4月6日(金) で2
取材班班長の猿渡が開口一番に言う。紫には一体何の事かさっぱり分からなかった。
「私が書くのですか? 無理ですよ…。だって、私はこれまでずっと総務畑で来た人間ですよ」
「そんな事、分かっていますよ。だから、文章はこちらできちんと整えます。しかし、レーシック体験をかけるのは、実際にレーシックをしたことのある桜田さんだけなんです」
猿渡がそう言うと、牧本と稲森も後ろでウンウン頷いている。そして、読者アンケートの結果を見せて来た。
「紫さん、これを見て下さい。
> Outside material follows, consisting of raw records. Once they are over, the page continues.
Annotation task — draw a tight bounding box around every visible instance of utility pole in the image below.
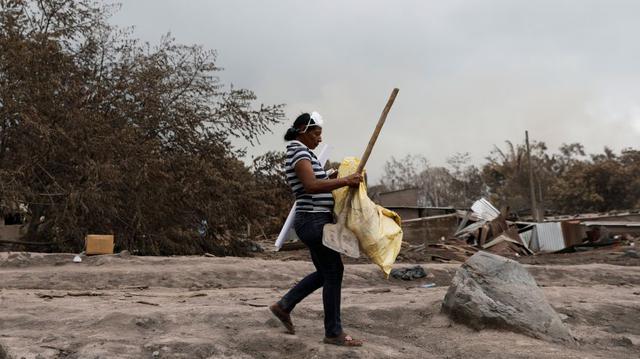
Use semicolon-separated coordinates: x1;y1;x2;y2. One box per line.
524;131;542;222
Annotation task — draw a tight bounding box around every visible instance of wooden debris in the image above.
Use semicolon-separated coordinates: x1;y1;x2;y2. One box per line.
67;292;105;297
136;300;160;307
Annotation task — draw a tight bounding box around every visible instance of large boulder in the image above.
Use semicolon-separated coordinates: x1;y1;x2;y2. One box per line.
442;252;575;343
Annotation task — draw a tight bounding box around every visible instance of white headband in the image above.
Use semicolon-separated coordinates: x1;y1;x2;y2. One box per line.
300;111;324;133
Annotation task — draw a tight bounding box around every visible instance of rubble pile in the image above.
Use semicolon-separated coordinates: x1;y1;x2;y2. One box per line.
403;198;640;263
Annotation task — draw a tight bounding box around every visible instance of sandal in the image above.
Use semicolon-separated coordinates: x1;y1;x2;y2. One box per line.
269;303;296;334
323;333;363;347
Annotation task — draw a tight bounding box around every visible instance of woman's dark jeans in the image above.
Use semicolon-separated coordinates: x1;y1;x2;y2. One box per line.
278;212;344;337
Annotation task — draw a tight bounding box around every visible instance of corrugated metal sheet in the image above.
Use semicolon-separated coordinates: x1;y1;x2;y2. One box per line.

まだ、五月号を発行する前ですが、最近のレーシックブームを受けて、レーシックへの関心が高まっているようです。」
稲森が読者アンケートを見せながら言う。それにしても、いつの間にレーシックブームなどが来たのか? 紫は読者アンケートを見ながら、しばし考え込んでいた。
【レーシックを実際にやった人の手記とか見ながら、じっくりとレーシックについて考えてみたいのですが、そのような特集は予定されていないのですか?】
実を言うと紫は中学一年生の時から、ほぼ毎日欠かす事なく日記を書いている。そうは言っても、書かない日もあるし、一週間ほど書きためてから休みの日に一気に書く事も多かった。
それでも、十三歳の時から約二〇年も日記を書き続けると、完全に生活の一部となっているから、しばらく書きためると何か気持ち悪くなる。
特に武下定秋に一方的に別れを告げられた日からレーシック手術をすることになった過程については、きちんと書き記さないと歳を取ってから後悔すると思っていたので、いつになくしっかりと書き記していた。
つまり、日記帳をそのまま渡してしまえば、後は取材班の三人に都合良く編集してもらえばいい。
しかし、まさかこのようなことになるとは思ってもいなかったので、やけくそになって自転車窃盗してしまい、危うくご用になりかけた事とかもそのまま書かれている。それをそのまま渡す事はやはりできない。